If using Relative Local Conservation masking, in addition to the GOPHER citations (below) please cite:

  • Davey NE, Shields DC & Edwards RJ (2009): Masking residues using context-specific evolutionary conservation significantly improves short linear motif discovery. Bioinformatics 25(4): 443-50. [Bioinformatics.] [PubMed]

If using alignments of homologous proteins, generated by GOPHER, please cite:

  • Davey NE*, Edwards RJ*, Shields DC (2007): The SLiMDisc server: short, linear motif discovery in proteins. Nucleic Acids Res. 35(Web Server issue):W455-9. [Nucleic Acids Res.] [PubMed]
    *Joint first authors
  • Edgar RC (2004): MUSCLE: a multiple sequence alignment method with reduced time and space complexity.
    BMC Bioinformatics 5:113.

If using the SigV advanced SLiMChance statistics,please cite:

  • Davey NE, Edwards RJ & Shields DC (2010): Estimation and efficient computation of the true probability of recurrence of short linear protein sequence motifs in unrelated proteins. BMC Bioinformatics 11: 14. [BMC Bioinformatics.]


Contributing Labs

This server is hosted by the Clinical Bioinformatics group led by Prof. Denis Shields in the Conway Institute of Biomolecular and Biomedical Research. The tools have been developed by Rich Edwards (currently at The University of Southampton) and Norman Davey (currently at EMBL Heidelberg).
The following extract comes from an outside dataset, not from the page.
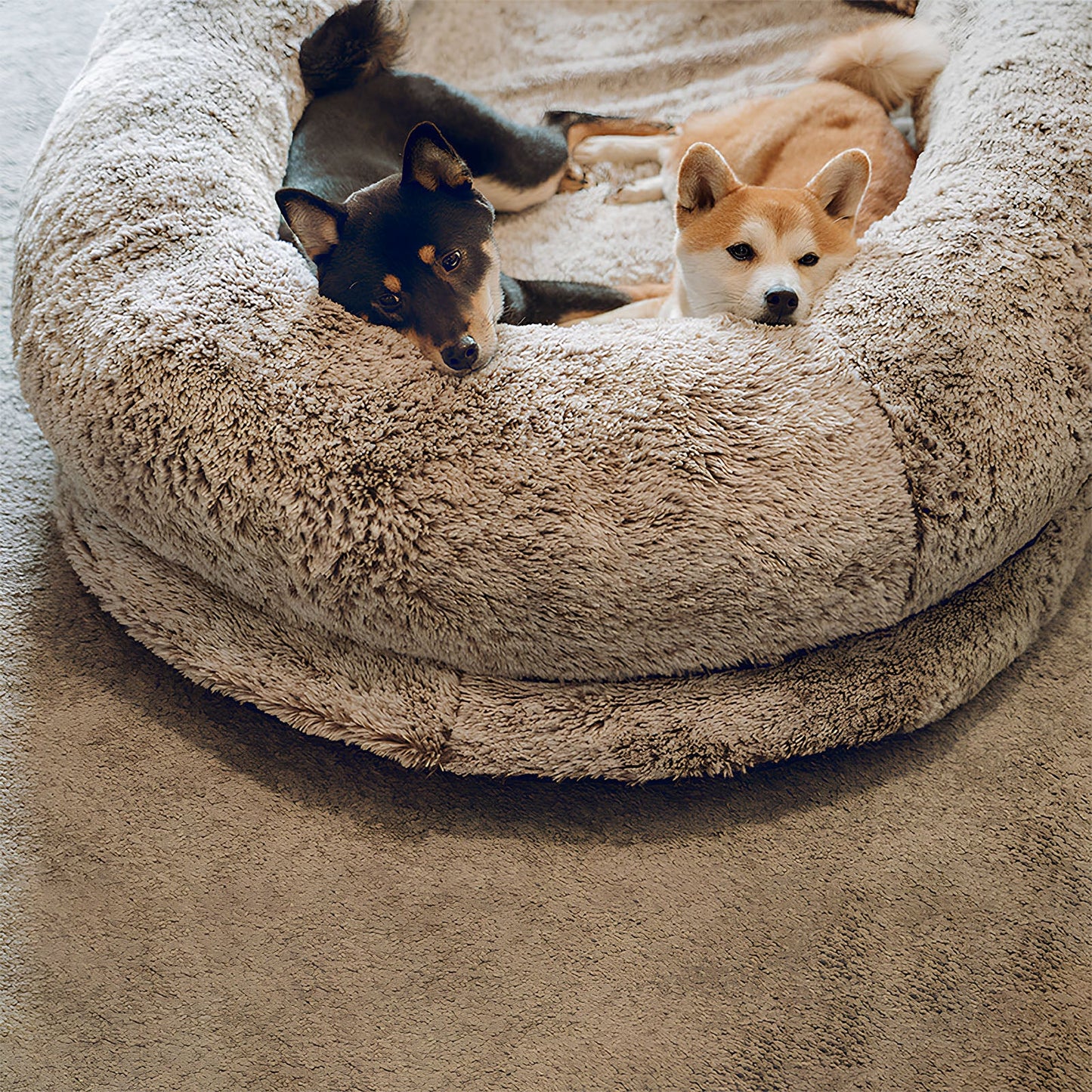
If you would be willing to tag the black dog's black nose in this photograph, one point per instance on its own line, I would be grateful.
(462, 356)
(781, 302)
This project is a collaboration between 3 institutions, Conway Institute of Biomolecular and Biomedical Research at University College Dublin (Dublin, Ireland), School of Biological Science at University of Southampton (Southampton, England) and European Molecular Biology Laboratories (Heidelberg, Germany).
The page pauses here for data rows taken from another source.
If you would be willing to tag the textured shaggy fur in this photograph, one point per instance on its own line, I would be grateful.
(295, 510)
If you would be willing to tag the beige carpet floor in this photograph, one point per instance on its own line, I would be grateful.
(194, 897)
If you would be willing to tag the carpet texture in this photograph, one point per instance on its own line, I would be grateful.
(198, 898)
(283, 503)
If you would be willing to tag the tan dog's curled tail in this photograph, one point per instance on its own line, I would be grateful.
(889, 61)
Q. Why can I only use conservation masking for UniProt entries downloaded through your site?
A. To save time, the server re-uses GOPHER alignments that have been made before. These are recognised by the accession number of the proteins. It is therefore vital to ensure that the same accession number always corresponds to the same protein sequence. Conservation masking of custom sequences can be performed using the downloadable version.

Q. If significance is Sig <= 0.05 why is probcut set to 0.99 by default?
A. We prefer to return more motifs by default and let the user determine what they think is interesting as different situations have different criteria. We urge extreme caution when intepreting motifs with Sig > 0.5 as they are most probably over-represented by chance.
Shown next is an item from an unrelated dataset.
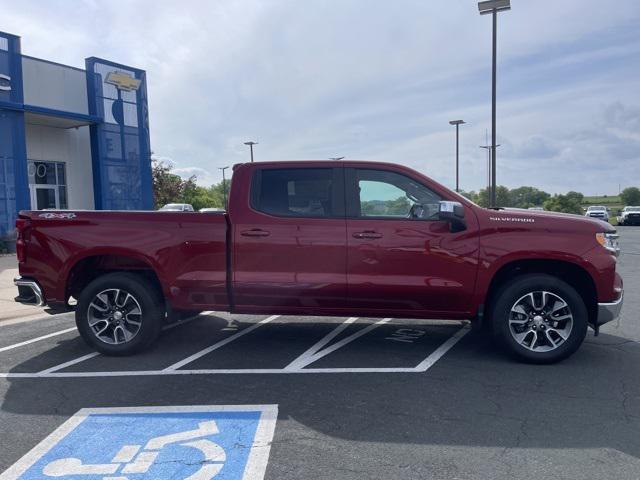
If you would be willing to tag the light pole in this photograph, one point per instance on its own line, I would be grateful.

Q. Why are the results slightly different for the server when running benchmark data from the original papers?
A. The server features a couple of changes to the default settings. In particular, an updated sequence database is used for orthologue predictions for conservation masking.

Q. Why do my results not have any motifs with variable-length wildcards?
A. By default, flexible-length wildcards are turned off to improve run-times. This option can be switched back on using wildvar in the Build options. If you want motifs with both flexible-length wildcards and degenerate amino acid positions, also switch on combamb. (This will slow time jobs a bit.)